The research also warned that all classical public-key crypto systems should be replaced with counterparts that are secure against quantum attacks. The idea conveyed here is that an upcoming quantum computer or quantum attack algorithm could easily solve the encryption keys using brute computational force.
Bitcoin, the world’s leading cryptocurrency and blockchain, could also inevitably fall if it were attacked by these future quantum computers.
Current cryptographic algorithms, like those used in Bitcoin, rely on mathematical problems that are computationally infeasible for classical computers to solve within a reasonable time frame. However, quantum computers, with their immense processing power, could potentially break these algorithms.
While at present there is no practical quantum computer capable of such a task, governments and scientific institutions around the world have been anticipating Q-day. Sala, however, alluded to such concerns, saying such an event may not be imminent.
He also discussed the technical challenges, such as higher computational demands and larger data quantities for secure transactions.
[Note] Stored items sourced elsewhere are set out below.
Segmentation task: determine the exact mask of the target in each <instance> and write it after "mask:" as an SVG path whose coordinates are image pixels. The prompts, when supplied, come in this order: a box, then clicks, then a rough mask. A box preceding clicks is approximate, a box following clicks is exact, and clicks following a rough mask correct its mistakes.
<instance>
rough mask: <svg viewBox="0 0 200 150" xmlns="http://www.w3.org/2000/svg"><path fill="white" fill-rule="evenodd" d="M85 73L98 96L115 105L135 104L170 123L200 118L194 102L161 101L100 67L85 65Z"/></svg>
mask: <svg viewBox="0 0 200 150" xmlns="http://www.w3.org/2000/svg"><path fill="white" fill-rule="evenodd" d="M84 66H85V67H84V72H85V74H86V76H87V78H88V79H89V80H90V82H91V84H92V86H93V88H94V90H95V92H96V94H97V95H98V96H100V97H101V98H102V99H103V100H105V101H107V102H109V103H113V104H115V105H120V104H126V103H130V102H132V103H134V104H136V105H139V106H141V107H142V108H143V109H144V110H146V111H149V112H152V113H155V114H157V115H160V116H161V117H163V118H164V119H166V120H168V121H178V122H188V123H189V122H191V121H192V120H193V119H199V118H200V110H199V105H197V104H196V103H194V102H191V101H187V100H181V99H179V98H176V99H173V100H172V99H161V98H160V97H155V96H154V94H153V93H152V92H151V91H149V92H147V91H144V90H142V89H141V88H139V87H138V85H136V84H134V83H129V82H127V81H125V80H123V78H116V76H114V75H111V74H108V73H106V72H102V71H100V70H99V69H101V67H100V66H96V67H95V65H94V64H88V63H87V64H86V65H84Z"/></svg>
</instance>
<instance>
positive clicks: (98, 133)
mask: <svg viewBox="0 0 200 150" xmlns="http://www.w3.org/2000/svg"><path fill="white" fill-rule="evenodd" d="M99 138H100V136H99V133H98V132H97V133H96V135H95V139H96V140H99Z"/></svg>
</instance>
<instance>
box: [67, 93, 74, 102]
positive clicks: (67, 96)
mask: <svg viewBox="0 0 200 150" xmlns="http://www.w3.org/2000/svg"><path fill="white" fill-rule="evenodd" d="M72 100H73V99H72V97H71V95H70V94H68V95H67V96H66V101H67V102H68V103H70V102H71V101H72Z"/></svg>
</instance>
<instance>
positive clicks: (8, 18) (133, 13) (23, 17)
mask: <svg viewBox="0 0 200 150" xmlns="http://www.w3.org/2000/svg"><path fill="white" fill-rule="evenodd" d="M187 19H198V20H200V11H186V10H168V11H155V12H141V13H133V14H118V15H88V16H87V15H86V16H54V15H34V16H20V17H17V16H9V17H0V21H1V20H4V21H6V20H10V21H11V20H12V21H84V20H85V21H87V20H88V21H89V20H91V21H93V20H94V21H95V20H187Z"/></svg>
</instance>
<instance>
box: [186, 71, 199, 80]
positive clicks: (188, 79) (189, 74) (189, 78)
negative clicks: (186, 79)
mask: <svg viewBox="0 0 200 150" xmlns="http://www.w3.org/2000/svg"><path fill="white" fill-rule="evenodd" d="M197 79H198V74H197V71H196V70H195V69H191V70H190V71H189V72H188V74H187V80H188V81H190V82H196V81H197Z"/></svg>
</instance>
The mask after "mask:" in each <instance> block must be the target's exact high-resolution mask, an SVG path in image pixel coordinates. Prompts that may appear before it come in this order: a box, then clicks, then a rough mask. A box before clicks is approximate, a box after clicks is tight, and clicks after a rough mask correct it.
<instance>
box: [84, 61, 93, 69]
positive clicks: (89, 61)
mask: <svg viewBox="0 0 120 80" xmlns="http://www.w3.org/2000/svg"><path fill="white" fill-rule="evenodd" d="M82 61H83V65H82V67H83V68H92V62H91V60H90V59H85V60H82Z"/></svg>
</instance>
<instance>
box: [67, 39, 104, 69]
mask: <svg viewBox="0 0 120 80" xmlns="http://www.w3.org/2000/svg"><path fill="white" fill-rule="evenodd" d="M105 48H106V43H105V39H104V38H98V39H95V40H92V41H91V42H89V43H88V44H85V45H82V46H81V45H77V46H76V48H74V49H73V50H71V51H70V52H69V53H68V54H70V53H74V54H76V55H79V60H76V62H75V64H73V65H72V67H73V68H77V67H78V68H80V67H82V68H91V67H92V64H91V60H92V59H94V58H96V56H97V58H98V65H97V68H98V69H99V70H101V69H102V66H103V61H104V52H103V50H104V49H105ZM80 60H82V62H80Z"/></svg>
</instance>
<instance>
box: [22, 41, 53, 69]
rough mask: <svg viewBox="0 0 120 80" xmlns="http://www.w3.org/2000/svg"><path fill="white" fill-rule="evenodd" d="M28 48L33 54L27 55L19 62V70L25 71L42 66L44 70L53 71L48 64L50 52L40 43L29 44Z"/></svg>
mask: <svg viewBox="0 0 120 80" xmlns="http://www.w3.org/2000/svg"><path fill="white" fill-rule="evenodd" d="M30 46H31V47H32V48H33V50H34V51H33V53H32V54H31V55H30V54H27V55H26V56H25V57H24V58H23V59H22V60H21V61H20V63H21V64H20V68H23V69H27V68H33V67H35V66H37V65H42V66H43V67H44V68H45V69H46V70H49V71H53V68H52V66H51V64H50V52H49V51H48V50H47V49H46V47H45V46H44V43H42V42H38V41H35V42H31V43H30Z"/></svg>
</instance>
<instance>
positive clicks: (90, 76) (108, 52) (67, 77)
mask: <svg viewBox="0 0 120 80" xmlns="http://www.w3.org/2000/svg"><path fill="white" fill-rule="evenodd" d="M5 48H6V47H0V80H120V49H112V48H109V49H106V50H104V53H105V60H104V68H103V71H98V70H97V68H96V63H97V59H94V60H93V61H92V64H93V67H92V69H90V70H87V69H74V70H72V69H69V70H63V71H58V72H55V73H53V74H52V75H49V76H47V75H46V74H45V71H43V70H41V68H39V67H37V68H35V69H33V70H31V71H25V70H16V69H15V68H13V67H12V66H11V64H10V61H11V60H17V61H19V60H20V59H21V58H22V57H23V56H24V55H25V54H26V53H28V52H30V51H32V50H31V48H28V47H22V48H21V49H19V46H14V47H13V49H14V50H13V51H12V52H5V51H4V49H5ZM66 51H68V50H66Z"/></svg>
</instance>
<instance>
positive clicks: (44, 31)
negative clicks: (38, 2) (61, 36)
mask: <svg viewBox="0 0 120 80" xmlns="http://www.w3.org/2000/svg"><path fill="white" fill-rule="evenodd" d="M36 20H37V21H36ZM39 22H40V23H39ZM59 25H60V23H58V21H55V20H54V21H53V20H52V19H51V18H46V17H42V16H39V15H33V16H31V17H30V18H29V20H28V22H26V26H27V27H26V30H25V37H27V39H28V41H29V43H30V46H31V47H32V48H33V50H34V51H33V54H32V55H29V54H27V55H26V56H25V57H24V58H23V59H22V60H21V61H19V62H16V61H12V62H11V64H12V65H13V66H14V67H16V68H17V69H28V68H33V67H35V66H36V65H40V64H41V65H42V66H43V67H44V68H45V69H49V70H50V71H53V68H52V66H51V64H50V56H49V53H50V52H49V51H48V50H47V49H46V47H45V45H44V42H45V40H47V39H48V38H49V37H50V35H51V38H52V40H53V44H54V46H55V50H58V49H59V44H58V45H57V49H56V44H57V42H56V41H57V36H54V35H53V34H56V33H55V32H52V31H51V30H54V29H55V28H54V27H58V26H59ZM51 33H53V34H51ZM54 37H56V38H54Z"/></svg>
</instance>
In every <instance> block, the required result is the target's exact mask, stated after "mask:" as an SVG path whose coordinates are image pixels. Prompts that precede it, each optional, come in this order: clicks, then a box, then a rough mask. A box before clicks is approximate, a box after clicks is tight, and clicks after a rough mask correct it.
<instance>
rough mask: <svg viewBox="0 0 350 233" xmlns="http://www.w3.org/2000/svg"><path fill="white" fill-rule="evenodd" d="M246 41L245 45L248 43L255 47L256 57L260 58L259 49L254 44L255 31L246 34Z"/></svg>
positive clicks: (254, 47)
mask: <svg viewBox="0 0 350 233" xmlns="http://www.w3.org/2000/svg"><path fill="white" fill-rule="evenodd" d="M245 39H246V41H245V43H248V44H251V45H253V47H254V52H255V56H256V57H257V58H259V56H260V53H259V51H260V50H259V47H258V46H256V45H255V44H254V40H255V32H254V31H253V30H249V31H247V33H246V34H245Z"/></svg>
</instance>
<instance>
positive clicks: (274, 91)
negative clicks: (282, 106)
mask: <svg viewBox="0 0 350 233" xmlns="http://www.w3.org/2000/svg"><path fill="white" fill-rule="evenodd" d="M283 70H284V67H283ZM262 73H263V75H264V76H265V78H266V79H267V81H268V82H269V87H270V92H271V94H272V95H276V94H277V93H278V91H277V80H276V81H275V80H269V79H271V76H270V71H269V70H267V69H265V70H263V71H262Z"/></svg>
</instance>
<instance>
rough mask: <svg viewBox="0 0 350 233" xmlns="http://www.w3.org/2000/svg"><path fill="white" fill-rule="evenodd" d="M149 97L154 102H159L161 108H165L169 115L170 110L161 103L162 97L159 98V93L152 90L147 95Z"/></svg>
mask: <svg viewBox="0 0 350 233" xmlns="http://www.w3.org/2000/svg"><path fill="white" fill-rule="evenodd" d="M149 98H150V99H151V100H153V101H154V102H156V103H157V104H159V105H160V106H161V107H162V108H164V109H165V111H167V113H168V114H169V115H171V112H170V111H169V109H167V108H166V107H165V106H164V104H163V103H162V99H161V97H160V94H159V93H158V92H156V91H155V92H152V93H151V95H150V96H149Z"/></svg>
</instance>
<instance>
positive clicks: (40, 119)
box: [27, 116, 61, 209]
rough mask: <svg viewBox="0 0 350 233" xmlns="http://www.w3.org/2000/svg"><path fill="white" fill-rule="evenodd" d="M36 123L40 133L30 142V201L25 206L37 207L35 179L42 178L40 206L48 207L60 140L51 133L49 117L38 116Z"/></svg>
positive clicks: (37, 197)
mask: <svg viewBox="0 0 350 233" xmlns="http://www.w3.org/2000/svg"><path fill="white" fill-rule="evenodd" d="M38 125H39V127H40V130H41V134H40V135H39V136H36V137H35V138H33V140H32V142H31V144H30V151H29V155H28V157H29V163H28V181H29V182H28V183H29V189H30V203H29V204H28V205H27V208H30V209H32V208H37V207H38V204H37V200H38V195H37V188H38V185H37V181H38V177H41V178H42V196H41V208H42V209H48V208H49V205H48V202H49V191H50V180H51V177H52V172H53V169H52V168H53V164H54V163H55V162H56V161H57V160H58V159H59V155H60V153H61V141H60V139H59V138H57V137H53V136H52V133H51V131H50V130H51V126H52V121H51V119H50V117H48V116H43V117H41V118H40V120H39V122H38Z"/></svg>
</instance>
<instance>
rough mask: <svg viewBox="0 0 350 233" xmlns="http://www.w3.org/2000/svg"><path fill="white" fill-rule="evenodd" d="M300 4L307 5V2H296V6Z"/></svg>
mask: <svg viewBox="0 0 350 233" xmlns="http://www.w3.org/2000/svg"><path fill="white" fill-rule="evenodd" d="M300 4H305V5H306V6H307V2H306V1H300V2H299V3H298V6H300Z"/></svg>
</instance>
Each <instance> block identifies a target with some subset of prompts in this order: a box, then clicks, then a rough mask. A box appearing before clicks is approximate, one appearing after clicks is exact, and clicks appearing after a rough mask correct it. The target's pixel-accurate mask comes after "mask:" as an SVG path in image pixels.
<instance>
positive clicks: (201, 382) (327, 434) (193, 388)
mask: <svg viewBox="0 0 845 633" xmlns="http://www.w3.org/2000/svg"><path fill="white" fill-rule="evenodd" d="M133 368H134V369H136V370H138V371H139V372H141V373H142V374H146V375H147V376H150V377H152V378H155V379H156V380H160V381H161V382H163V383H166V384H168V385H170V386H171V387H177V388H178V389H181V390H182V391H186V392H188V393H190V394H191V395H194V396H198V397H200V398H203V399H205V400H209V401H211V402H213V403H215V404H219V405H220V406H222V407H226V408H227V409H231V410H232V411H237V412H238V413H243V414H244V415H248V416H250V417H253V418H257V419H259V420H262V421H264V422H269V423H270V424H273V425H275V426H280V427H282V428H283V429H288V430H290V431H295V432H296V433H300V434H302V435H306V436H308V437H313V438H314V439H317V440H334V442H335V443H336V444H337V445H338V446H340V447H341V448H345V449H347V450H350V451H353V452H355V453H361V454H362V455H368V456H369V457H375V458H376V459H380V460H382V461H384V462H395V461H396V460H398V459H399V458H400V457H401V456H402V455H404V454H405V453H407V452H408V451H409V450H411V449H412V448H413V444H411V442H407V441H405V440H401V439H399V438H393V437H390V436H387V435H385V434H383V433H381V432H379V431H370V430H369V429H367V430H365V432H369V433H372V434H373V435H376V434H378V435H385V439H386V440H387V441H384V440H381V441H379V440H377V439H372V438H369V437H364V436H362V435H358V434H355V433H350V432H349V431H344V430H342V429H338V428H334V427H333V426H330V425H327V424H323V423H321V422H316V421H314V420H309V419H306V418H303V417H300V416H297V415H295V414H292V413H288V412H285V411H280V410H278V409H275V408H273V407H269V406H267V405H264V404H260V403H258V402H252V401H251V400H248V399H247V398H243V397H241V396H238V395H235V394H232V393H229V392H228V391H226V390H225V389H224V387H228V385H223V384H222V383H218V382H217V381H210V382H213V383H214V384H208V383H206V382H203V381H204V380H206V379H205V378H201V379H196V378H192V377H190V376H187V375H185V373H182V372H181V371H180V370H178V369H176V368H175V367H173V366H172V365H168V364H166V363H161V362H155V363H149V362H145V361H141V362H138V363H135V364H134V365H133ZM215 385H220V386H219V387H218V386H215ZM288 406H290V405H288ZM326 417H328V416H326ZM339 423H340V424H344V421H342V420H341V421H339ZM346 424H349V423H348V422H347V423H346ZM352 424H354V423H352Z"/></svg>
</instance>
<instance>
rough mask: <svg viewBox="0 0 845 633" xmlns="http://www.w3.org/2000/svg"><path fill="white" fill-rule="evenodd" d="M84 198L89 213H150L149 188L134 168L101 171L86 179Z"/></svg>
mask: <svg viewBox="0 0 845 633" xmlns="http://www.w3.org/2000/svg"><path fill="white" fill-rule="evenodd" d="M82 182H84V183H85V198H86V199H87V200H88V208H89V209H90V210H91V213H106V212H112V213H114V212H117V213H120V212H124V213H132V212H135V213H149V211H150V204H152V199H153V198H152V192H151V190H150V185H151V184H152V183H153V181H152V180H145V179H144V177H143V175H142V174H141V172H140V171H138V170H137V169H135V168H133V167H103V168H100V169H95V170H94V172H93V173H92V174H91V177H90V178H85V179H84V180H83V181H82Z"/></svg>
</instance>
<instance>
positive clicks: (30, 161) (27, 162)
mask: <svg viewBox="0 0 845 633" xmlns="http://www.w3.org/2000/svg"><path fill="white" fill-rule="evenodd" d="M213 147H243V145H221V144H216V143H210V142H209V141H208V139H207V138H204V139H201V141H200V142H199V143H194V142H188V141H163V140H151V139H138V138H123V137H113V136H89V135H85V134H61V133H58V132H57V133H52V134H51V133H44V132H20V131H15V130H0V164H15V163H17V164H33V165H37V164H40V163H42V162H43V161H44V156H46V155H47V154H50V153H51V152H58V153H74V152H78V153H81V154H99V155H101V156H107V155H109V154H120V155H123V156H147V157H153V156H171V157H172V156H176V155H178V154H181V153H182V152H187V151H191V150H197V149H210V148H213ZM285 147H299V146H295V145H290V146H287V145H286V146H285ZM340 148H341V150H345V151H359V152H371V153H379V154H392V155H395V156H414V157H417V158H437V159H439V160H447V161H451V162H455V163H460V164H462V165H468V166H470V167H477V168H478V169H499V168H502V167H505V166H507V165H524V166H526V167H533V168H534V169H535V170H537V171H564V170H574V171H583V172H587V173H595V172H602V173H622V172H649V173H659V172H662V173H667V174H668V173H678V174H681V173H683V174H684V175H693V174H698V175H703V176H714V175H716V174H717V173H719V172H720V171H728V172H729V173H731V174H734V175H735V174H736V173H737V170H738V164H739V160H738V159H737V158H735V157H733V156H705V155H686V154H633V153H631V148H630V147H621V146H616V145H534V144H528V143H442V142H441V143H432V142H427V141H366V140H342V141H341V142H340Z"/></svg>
Yet, Sala remained enthusiastic about the ongoing research to improve these implementations for practical usage.
Sala commended international collaboration initiatives, including the standardization process of the National Institute of Standards and Technology (NIST) of the United States, which advances the development of quantum-resistant cryptographic standards.
He stated that the collaborative method might ensure that new schemes are rigorously evaluated across the community, thereby improving their reliability and security.
Sala also advised incorporating current cryptography methods into traditional academic courses for education, with a focus on the sector’s developing issues.
“The probability of quantum threats materializing may not be imminent,” Sala stated. “But it is significant enough to warrant proactive measures.”